Now, besides being a waitress, I also work as a pet-sitter. With that said, I am pretty confident when dealing with dogs. So while I watched this dog’s manic dash from his front yard, jumping a 5 foot fence, making his way toward my dog and I, with a face that said “Y’ALL LOOK LIKE DINNER!” in what appeared to be a horrifying “slo-mo” movie, I thought “I am not running. I will stand my ground, and I will command him!” (insert nervous laughter here).
My five seconds of unbound bravery quickly turned into panic, as I figured that the mad dog was nowhere within the “friendly realm”, and was angrily dashing toward us with one intent only: to annihilate! Now keep in mind that my dog is a sweet, rambunctious, cuddly ball of neediness... kind of like a “sweet-wimp-of-a-dog”, and would most likely be shredded to pieces by his opponent.
With my heart racing, I demanded the manic dog to “HEAL!”... to no effect. I then started screaming for him to “get the F***** away from my dog!” as he circled and approached us closer and closer, getting ready to attack.
I was in absolute horror, screaming and cursing at the dog, when a merciful soul of a neighbor showed up and pulled a hero’s move: “C’MON! GET IN!” she said.

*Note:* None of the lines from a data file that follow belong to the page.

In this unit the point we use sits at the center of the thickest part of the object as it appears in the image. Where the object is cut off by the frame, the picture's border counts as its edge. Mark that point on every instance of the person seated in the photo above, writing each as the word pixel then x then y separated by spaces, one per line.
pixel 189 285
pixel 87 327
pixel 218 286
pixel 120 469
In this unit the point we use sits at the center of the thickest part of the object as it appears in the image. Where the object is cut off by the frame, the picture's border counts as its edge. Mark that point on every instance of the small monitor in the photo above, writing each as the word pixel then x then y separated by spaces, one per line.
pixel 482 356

She pulled her mini-van between the manic dog, my canine, and I, and at that moment I felt like I was in an action movie: I reached for the mini-van’s door, got it open, threw my dog inside (literally threw him... I can still hear the thud!) and then threw myself in. I could feel the mad dog dashing for the mini-van’s open door as I reached for the handle to close it... my heart is pounding, and both my hero lady and I were screaming. I finally got the door to close, and we were all safe. PHEW!
My hero lady went on to chat with the man responsible for the maniac dog... long story short, that was not the first time that dog jumped the fence, and tried to annihilate humans and other canines out of this planet. And more: he did not even belong to that man! He was only hosting the dog as a favor for a friend who is unable to care for him at this time.

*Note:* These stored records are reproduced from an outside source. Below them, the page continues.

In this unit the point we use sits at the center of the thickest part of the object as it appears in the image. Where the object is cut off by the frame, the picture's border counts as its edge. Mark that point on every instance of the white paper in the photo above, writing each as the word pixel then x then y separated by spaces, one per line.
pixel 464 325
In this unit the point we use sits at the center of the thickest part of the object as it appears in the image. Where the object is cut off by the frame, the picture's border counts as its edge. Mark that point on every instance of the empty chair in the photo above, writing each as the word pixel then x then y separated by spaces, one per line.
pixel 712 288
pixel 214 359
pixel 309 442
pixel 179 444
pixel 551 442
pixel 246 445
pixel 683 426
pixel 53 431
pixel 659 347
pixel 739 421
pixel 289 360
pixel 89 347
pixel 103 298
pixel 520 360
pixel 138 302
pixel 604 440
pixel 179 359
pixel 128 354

Now, here comes the attitude part ...
What unveiled after, during the interaction of my hero lady, the man responsible for the dog, and myself caught my attention: On one hand, hero lady was firm and assertive when calling him out over the dog’s insane and unsafe behavior, but all the while she was kind, and respectful in her words. In return, the man not only sincerely showed that he was sorry for what had happened, but he was also courteous, and held accountability by promising to take action so that would not happen again.

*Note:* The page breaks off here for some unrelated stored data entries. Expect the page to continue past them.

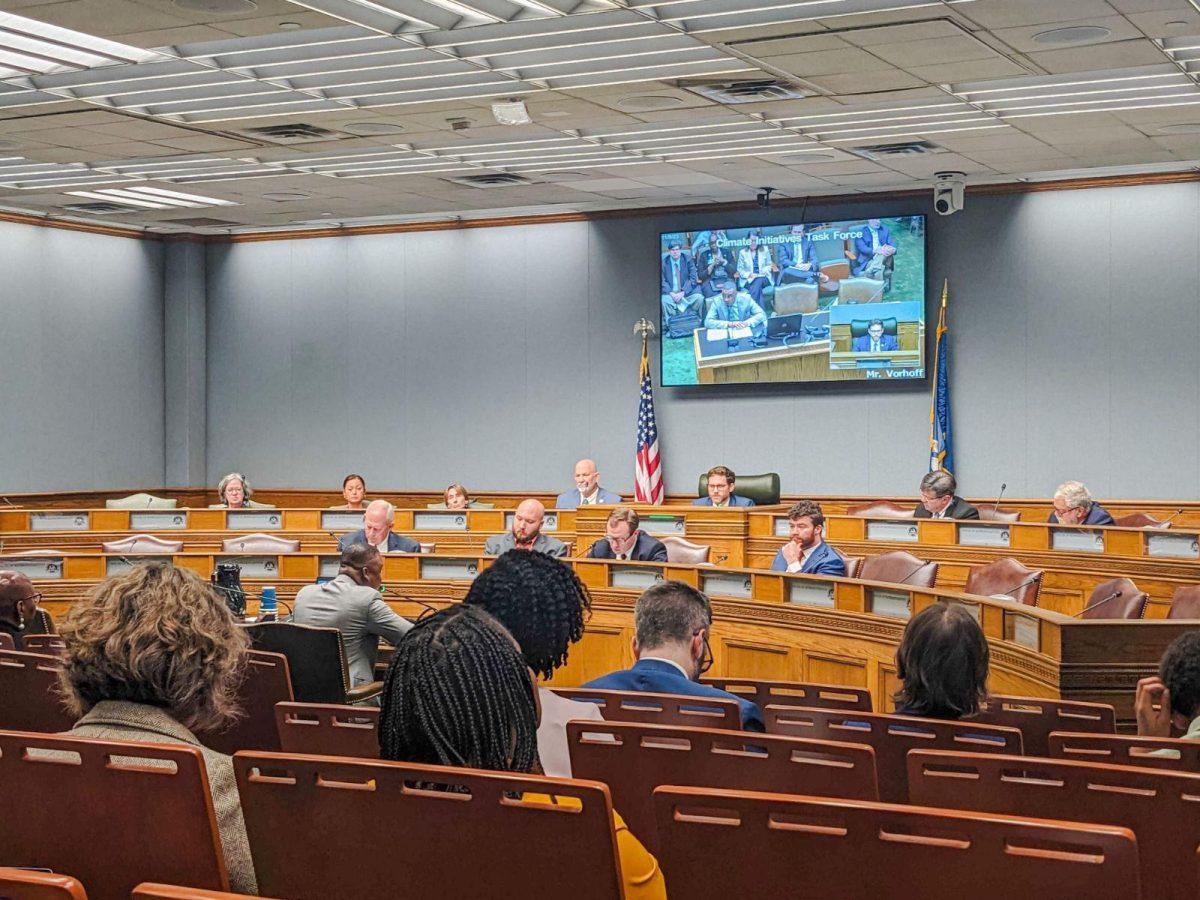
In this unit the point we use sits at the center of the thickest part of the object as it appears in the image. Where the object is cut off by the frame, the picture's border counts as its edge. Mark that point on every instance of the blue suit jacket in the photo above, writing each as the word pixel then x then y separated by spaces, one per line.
pixel 646 549
pixel 887 342
pixel 823 561
pixel 571 499
pixel 687 274
pixel 736 499
pixel 396 543
pixel 655 677
pixel 1096 515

I myself was scared and shaky enough after the incident, but I was also able to calm down, and be assertive in telling how I felt about the situation. Still, communication was kept in a respectful, kind tone, and emotions surprisingly did not get in the way, negatively escalating a situation. In a moment that could have quickly turned into a nasty conflict, that was the best scenario possible.
Now, I understand that frantic situations arise, all different in nature, with different people, and it’s hard to say how we will act until faced with them. Also, I am aware that I have lost my cool in plenty of situations in my life, some of which I am quite embarrassed to remember (ugh... the shameful road rage)! But as of the past year, I have made a point to be aware of myself, in an effort to confidently act, rather than impulsively react under pressure.
So, yesterday a dog almost ate my face...
...and that reminded me of this text I read a long time ago, by Charles Swindoll (check it out here). That situation was a living example of how “the attitude bit” can be (and was) applied.
In yesterday’s particular instance, besides being grateful to find myself and my dog safe and sound, I was also grateful that all of us (hero lady, the man, and myself) chose to have the best possible attitude at that time.
Putting into perspective, this gnarly episode has ironically come to my benefit, allowing me to see the practical value of attitude. It has confirmed that in fact, I have no control over a lot of things that can happen to me. But let it be known, that while that is the case, I am grateful that I can control how I choose to act, and my outlook on things. That’s attitude.